However, not all savings accounts are created equal. There are several different types of savings accounts where you could save for the future without putting your money at risk. But some account types may differ in some meaningful ways. You could choose one or even several because there aren’t limits on how many savings accounts you could have. Each type might fulfill a different goal.

But what are these types? Let’s look at five different account types to help you decide what savings accounts you could consider.

In this article

What is a savings account?

Savings accounts are accounts that are held at banks, credit unions, online lenders, or other financial institutions to earn interest.
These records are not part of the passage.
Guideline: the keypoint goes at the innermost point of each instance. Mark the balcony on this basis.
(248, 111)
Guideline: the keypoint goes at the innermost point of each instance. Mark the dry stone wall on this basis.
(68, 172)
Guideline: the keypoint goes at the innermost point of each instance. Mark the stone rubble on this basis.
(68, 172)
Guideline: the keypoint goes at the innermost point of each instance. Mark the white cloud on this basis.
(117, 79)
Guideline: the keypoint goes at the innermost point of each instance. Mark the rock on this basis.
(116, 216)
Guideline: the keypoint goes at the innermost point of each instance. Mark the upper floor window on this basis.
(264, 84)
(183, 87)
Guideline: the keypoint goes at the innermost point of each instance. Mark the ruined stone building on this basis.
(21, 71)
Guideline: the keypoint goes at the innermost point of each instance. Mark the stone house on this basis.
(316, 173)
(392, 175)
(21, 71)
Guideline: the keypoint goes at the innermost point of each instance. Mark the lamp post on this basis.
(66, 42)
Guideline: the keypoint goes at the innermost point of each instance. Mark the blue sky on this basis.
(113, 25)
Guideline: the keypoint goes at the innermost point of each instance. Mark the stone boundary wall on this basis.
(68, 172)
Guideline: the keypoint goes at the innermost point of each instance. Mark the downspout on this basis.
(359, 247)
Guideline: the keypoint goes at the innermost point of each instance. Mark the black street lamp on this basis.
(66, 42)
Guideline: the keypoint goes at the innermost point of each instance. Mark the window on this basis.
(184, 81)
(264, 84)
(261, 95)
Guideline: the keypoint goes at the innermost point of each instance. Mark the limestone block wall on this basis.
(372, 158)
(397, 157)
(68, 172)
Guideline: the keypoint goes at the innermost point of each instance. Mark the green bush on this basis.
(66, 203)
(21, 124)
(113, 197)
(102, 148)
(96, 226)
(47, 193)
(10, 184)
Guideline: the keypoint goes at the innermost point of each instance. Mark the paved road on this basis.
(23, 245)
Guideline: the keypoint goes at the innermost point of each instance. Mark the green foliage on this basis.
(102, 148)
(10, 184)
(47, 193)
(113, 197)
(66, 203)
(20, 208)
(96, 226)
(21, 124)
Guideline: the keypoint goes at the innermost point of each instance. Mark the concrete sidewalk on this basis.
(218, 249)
Your money in a savings account may be insured against loss, depending on the type of account you choose.

A savings account allows you easy access to your funds because they’re not invested in the market and could be accessed through a teller, ATM withdrawals, or bank transfers. In most cases, there’re no limitations on when you can access your money either.

Savings bank accounts differ from checking accounts in that they are intended to be a place where you can store money you use for mid-range or short-term financial goals. On the other hand, checking accounts are used as a holding vessel for money that you use for daily spending.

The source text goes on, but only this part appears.